Kicking off our football Prediction API

Woohoo! We’ve just released our brand-new Football Prediction API! We’re so proud of our Dev Team and Data Scientists, who’ve helped us fulfill this dream.

Two years ago, we started researching how to get the most accurate and reliable probability estimates in sports events, based on our own Sportmonks data. It resulted in the Prediction API we introduce to you today!

In this two-course blog, we will first give you some prominent features and then dig a little deeper into our algorithm’s technical aspects.

For starters, let me give you some of our algorithm’s fundamental principles:

Timely and Substantive:
Every day, the API updates its models with the latest data from our Sportmonks Football Database.

Data Controlled:
It doesn’t need human intervention. It runs on statistical analysis results of the entire historical Sportmonks Football Database.

Precise Probabilities:
The API offers the most precise probabilities possible by using mathematical Probability Distribution models.

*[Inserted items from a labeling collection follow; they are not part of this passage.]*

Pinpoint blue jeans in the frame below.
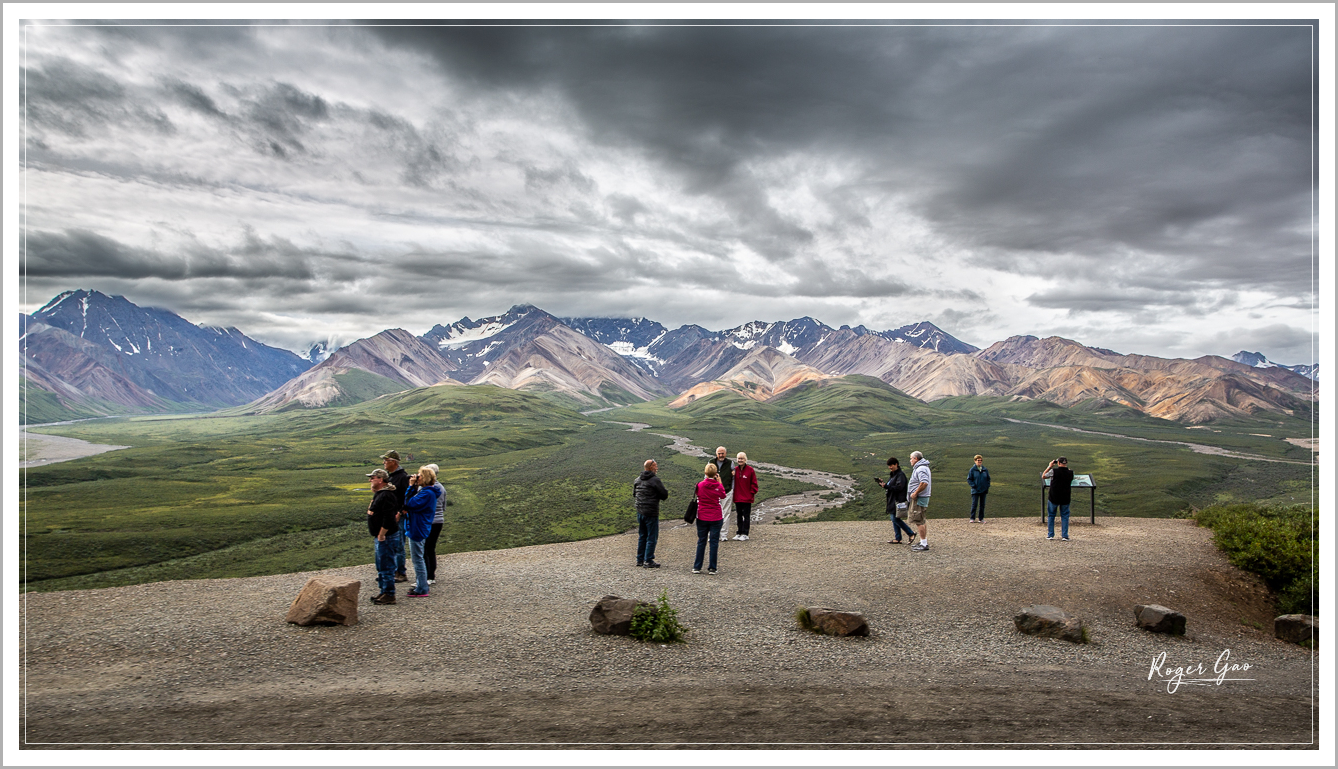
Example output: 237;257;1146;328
692;518;725;571
372;531;404;595
637;512;660;563
395;520;409;574
1048;502;1069;536
405;536;427;592
887;512;917;542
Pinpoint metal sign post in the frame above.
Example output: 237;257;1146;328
1041;473;1096;523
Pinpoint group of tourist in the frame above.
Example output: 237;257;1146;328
878;451;1073;552
632;445;757;574
367;445;1073;593
367;451;446;606
633;447;1073;574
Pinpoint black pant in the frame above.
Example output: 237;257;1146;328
423;523;442;579
735;502;752;536
971;493;985;520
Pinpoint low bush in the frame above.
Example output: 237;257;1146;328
1193;504;1319;615
628;590;688;643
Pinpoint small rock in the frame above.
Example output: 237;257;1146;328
590;595;656;635
1013;603;1086;643
808;606;868;635
1272;614;1319;647
286;576;363;626
1133;603;1185;635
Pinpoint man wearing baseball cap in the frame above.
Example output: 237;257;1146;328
367;469;404;606
380;449;409;582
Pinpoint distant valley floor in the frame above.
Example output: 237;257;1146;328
21;518;1327;749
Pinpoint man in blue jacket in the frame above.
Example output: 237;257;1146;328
966;455;990;523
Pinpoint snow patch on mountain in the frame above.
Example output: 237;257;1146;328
1231;350;1319;380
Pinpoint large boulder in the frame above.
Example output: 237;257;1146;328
590;595;657;635
808;606;868;635
288;576;363;626
1272;614;1319;647
1133;603;1185;635
1013;603;1088;643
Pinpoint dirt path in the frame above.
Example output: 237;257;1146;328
20;518;1329;748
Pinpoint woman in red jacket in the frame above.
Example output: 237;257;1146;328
725;452;757;542
692;461;725;574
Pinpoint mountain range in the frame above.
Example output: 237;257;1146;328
21;292;1318;424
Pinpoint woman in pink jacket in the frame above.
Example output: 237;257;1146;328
692;461;725;574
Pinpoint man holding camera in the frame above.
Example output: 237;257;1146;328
1041;456;1073;542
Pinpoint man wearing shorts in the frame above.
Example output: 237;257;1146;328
906;451;934;552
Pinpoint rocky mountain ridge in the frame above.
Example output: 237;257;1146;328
20;290;312;425
1231;350;1319;380
27;292;1315;423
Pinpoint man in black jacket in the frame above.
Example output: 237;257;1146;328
381;451;409;582
710;445;735;542
367;469;404;606
632;459;669;568
1041;456;1073;542
878;456;915;544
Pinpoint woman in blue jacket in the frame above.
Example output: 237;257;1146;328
966;455;990;523
404;467;439;598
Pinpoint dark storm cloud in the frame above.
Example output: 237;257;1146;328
21;59;174;138
376;25;1311;298
20;230;337;281
163;79;227;118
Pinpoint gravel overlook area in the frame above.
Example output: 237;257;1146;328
20;516;1321;749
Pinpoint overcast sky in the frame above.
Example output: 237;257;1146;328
21;23;1317;364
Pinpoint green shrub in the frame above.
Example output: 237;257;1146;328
1193;504;1319;615
629;590;688;643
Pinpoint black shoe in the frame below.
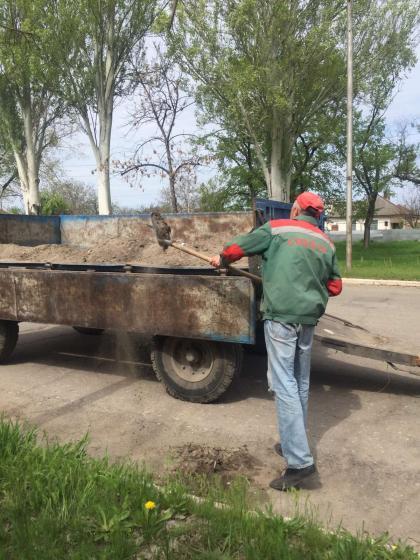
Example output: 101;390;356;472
274;443;284;457
270;465;316;490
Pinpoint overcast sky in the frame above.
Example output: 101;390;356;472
58;49;420;208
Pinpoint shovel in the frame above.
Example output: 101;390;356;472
151;212;262;283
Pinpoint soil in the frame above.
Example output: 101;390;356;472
171;443;262;480
0;225;246;266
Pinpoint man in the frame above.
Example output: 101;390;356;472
212;192;342;490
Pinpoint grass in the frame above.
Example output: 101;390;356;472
335;241;420;280
0;419;418;560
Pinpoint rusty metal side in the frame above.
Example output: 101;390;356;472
0;269;255;344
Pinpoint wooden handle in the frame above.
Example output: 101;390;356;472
168;242;262;282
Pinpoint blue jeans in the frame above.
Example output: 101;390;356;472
264;320;315;469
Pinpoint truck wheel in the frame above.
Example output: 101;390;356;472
0;321;19;363
152;337;242;403
73;327;105;336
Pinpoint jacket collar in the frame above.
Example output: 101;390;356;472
295;214;319;227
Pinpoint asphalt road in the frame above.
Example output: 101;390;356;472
0;286;420;546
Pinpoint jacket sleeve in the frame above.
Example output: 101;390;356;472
327;253;343;297
221;223;271;263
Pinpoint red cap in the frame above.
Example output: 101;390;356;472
296;191;324;214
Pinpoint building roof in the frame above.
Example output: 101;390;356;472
329;195;407;218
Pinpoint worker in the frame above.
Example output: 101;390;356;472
211;192;342;490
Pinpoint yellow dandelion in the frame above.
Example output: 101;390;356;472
144;500;156;510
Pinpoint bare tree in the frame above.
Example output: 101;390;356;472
119;54;207;212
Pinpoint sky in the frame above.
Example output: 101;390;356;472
56;48;420;208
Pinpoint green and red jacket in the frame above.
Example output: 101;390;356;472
221;215;342;325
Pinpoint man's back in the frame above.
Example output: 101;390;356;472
222;215;341;325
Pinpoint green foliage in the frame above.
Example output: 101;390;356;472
0;419;418;560
41;179;98;215
170;0;420;205
7;206;23;214
0;0;63;212
335;241;420;281
39;191;70;216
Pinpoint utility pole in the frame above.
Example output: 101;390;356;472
346;0;353;270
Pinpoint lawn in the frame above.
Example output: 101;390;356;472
0;419;419;560
335;241;420;280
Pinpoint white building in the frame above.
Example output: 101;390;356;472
326;196;408;232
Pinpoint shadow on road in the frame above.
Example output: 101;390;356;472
11;327;420;464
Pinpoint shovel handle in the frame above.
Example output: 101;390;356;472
168;241;261;282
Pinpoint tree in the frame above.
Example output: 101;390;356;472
40;191;71;216
170;0;344;200
395;122;420;187
0;144;22;209
119;52;205;212
0;0;63;214
401;186;420;228
353;111;396;247
170;0;418;206
58;0;160;214
201;130;267;209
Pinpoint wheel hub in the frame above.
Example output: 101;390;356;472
166;339;214;383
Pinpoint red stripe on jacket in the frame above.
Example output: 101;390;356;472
270;220;331;243
327;278;343;297
222;243;245;262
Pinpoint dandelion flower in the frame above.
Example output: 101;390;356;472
144;500;156;510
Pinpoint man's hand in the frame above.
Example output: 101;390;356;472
210;255;220;268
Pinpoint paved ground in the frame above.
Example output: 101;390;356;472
0;286;420;545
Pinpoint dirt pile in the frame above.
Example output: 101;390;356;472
0;217;248;266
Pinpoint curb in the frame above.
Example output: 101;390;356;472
343;278;420;288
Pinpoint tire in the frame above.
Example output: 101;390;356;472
73;327;105;336
0;321;19;363
152;337;242;403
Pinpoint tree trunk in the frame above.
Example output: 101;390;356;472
26;148;41;215
269;115;293;202
97;95;113;216
169;171;178;214
363;194;377;249
20;98;41;215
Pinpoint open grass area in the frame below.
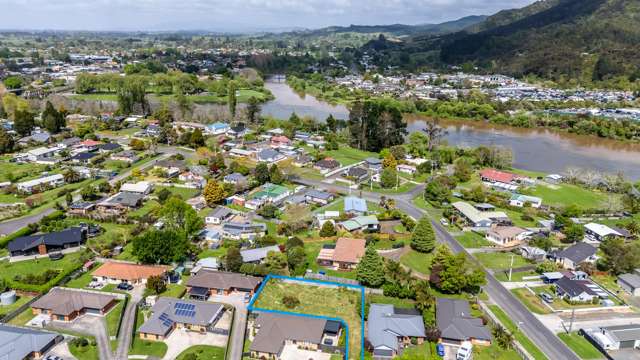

Predictability Performance:
We monitor our Prediction API’s success rate and quality so that you can track our predictions’ performance. Because even smart algorithms can fail, it is essential to know what is predictable and what isn’t.

Understanding the model

The model

Our primary model follows Bayesian principles, which means we are using Probability Distribution to describe our model parameters.

First, it is essential to ask ourselves what we want to predict. Football match results rely on the final score.

It is vital to distinguish between goal distribution on the one hand and the expected goal1 metric (xG) on the other, which gives the probability rate at which a goal attempt will result in a score.

The Bayesian model extracts goal distribution from our historical data. It tells us the expected scoring rates of two teams for their next match.

To learn those distributions, we can use all the data features available to us: events, players, commentaries, statistics, and much more. The hard part is to select the features that best describe the teams’ goal distribution.

Once we have learned the goal distribution, we can use it to predict many matches. Predictions are available three weeks forward.
In this section we give more mathematics details to the interested reader. We are not going to give all our secret sauce but enough to make sure you understand what is it about.

As we said we are doing Bayesian analysis. For that we need to choose a probability distribution for our main variable: the goals. As a starting point we use the Poisson distribution[^2]. It is a positive distribution for counting data, goals in our case. This is mean that if $y$ is the number of goals scored by a team we assume the following prior:

$$ y\sim \text{Poisson}(\lambda) $$

where $\lambda$ is the unique distribution parameter. It can be interpreted as the expected number of goal of the team. Often it is also represented as the team strength combining attack and defense effect, but this is not the route we are taking. In place we treat $\lambda$ as a random variable and choose a distribution for it. We know it is a positive continuous variable. Therefore a natural prior distribution is the Gamma distribution:

$$\lambda\sim \text{Gamma}(\alpha,\beta)$$

The Gamma distribution has two parameters that will help to fit a large family of shapes. The parameter $\alpha$ can be interpreted as the number of goal scored by the team over $\beta$ matches. Since $\lambda$ is now a random variable it has an expected value that we call $\mu = \mathbb{E}\left[\lambda\right]$.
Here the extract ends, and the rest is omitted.